Ve 19. yüzyılın sonuna doğru ‘’Fevaid-i Osmaniye’’ adı altında, vapur seferlerinin başlaması; ardından da 1909’da Sultan II. Abdülhamid’in tahttan indirilip yakınlarının Büyükada’ya sürülmesi yepyeni dönemleri başlatmıştır. Bugün gördüğümüz köşklerin en önde gelenleri o dönemin yapılarıdır. Conk Paşa, Arap İzzet Paşa ve diğerlerinin köşkleri bunlar arasındadır.
I.Dünya Harbi (1914-1918) ve hemen arkasından İstiklal Savaşı (1919-1922) yılları, iddialı yaşayışın biraz da endişeli bekleyişlere girdiği kısa bir dönemdir. 1923’den sonra tekrar ferahlama; 1928’de Anadolu Kulübü’nün Cumhuriyet Halk Fırkasının adadaki bir şubesi gibi kurulması; 1927’den sonra Gazi’nin buraya sık sık gelmesi Anadolu Kulübü’nü ön plana çıkarmıştır.
Sadece milletvekilleri, vekiller heyeti değil, şair ve bestekarlar da ada yaşantısında yerlerini almışlardır. Bunlardan bazıları: Fazıl Ahmed Aykaç, Ahmed Refik Altınay, Yahya Kemal Beyatlı, Halide Nusret Zorlutuna, Mehmed Akif Ersoy, Ömer Seyfettin, Hüseyin Siret Özsever, Faruk Nafiz Çamlıbel, Halit Fahri Ozansoy, Fırat Kızıltuğ, Yesari Asım Arsoy, Osman Nihat Akın, Arif Sami Toker, Şükrü Tunar’dır. Şiirler ve bestelerle aynı zamanda adaların coğrafyası, iklimi hatta tarihçelerini de belirtmiş oldular. Bu şair ve bestekarların Büyükada’da asli ortamları Dil ve Eski (Viran) Bağ’dır.
Zamanımızda Büyükada’da Anadolu Kulübü’nden başka, Seferoğlu arazisinde ve Kumsal mevkiinde sosyeteye mahsus iki geniş kulüp faaliyettedir. Büyükada sayfasını çevirirken, Rum Eytamhanesi ile Hamidiye Camii’ni de görmemiz gerekir.

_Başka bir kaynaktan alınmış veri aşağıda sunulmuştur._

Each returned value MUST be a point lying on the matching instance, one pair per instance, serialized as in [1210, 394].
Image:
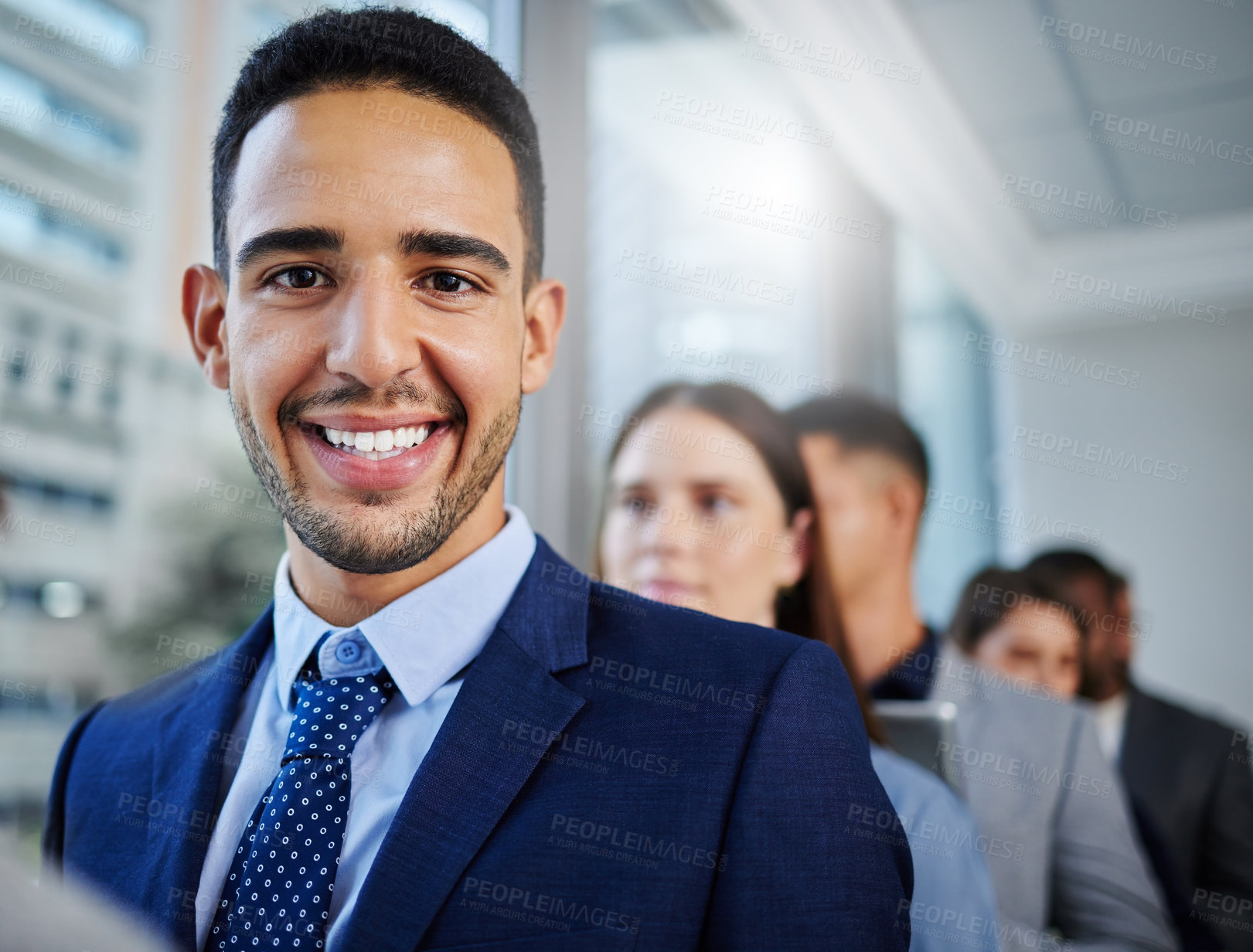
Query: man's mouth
[376, 444]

Büyükada’da 19. yüzyılın üçüncü çeyreğine kadar cami yoktu. Müslüman nüfusun çoğalmasıyla belirgin cami ihtiyacı Sultan II. Abdülhamid’e arz edilmiş, onun buyruğu ve desteği ile bugünkü Tepeköy Mahallesi’nin yamacındaki kagir, fevkani cami yaptırılmıştır. Zamanımızda adada ayrıca yeni üç mescit daha bulunmaktadır.
Rum Yetimhanesi
Eski Rum Yetimhanesi Hristos, yeni adı ile İsa Tepesi’nde bulunmaktadır. 1898 yılında Avrupa’dan İstanbul’a yolcu taşımaya başlayan Orient Express ile turistlerin ihtiyaçlarını karşılamak üzere Tepabaşı’nda Pera Palas Oteli’ni inşa ettiren ‘’Compagnie İnternationale des Wagonslits’’ (Uluslararası Yataklı Vagonlar Şirketi) isimli Fransız şirketi, turistlerin yaz aylarında da kalabilecekleri bir otel tasarlamış, en uygun yer olarak Büyükada’nın Hristos, İsa Tepesi seçilmiştir. Şirket, ‘’Pirinkipo Palace’’ adını taşıyacak otelin projesini dönemin ünlü yapılarına imzasını atan mimar Alexandre Ballaury’ye çizdirmiştir. 1898 yılında başlayan inşaat ertesi yıl tamamlanmış, sonuçta ortaya zamanın ölçülerine göre gayet geniş ve görkemli bir bina çıkmıştır. Yapı sadece Büyükada’nın değil, İstanbul’un hatta ülkemizin ayakta kalabilmiş en büyük mono-blok ahşap binasıdır. Dünyanın da sayılı mono-blok ahşap yapılarından olarak gösterilmektedir. Bina hiçbir zaman otel olarak açılmamıştır. Tam olarak bilinemeyen nedenlerden (kimilerine göre otelde kumar oynayacak olmasından, kimilerine göre gözden bir hayli uzak olan bu mekanda Padişahın aleyhine gizli toplantılar düzenlenebileceğinden kuşkulanmasından) dolayı otel ruhsatı alınamayınca binaya yeni bir sahip aranmaya başlanmıştır. Adalılar ve nüfusun çoğunluğunu oluşturan Rumlar, kendileri için büyük iş potansiyeli yaratacak olan bu olayı üzüntü ile izlemekte idiler.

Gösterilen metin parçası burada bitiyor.